XEMS
- Matamoros, Tamaulipas; Mexico;
- Frequency: 1490 AM

Programming
- Format: Silent

Ownership
- Owner: Grupo Radio Avanzado; (Sucesión de Antonio Salvador Gallegos Escalante);
- Sister stations: XHMLS-FM, XHNA-FM, XERDO-AM

History
- First air date: July 25, 1952
- Last air date: March 10, 2021, denial of concession renewal
- Call sign meaning: "Matamoros"

Technical information
- Class: C
- Power: 1,000 watts

= XEMS-AM =

Former radio station in Matamoros, Tamaulipas, Mexico

XEMS-AM was a radio station in Matamoros, Tamaulipas, Mexico, broadcasting to Matamoros and Brownsville, Texas. It broadcast from 1952 to 2021. The last brand that the station carried was Radio Mexicana with a Regional Mexican format.

==History==
XEMS began broadcasting on 1500 kHz in 1952. It soon moved to 1490 kHz.

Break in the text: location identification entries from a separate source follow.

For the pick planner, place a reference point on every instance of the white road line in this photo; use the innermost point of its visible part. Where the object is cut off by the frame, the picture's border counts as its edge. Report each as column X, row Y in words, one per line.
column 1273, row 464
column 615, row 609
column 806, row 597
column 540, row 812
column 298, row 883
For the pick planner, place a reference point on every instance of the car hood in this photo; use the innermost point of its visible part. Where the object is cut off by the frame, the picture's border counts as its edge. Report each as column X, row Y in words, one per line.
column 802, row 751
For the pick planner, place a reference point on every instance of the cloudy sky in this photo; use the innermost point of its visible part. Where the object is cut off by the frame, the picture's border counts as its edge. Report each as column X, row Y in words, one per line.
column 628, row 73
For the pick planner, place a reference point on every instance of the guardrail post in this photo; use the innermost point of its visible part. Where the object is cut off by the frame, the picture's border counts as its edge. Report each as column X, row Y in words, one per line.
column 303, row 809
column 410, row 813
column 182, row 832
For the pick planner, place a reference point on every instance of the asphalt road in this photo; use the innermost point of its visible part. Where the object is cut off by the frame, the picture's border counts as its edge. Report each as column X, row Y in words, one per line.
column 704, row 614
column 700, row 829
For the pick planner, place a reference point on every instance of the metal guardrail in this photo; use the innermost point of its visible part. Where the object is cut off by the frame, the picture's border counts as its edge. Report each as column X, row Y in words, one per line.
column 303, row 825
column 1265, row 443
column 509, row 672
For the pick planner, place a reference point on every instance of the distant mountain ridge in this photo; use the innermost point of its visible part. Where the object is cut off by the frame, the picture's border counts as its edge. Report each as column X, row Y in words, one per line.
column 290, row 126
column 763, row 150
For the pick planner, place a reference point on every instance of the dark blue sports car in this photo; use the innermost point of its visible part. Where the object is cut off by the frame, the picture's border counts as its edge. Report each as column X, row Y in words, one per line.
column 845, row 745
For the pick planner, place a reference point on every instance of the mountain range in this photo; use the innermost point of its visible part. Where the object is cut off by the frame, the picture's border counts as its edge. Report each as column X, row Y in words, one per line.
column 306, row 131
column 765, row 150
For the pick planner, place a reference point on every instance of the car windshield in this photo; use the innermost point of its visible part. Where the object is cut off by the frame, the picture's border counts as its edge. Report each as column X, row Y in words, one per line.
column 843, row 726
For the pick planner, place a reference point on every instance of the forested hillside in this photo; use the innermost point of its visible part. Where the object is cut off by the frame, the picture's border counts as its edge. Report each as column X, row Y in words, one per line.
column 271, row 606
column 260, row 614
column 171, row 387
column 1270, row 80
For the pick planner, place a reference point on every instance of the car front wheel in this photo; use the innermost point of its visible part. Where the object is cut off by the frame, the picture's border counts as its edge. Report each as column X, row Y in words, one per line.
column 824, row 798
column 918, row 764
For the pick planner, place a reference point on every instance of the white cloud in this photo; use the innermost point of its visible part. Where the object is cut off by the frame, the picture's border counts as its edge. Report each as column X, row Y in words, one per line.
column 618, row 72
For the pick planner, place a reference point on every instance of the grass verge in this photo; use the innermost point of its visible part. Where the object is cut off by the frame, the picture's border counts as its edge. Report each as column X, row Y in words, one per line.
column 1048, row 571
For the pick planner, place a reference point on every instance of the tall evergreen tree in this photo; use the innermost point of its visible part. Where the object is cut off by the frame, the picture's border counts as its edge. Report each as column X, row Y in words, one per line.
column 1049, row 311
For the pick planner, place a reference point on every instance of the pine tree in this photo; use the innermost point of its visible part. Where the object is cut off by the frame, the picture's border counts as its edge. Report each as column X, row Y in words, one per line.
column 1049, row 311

On March 10, 2021, the Federal Telecommunications Institute (IFT) denied an application for the renewal of XEMS-AM's concession. The station had failed to pay three of the nine installments of its last renewal, in addition to failure to file two annual reports or pay for its studio–transmitter link frequency. XEMS had been mired in ownership problems which involved the ownership of Antonio Gallegos Escalante's estate among two women with whom he had children.

On January 30, 2026, the company was seized because a judge ruled in favor of the station's former employees for unfair dismissal.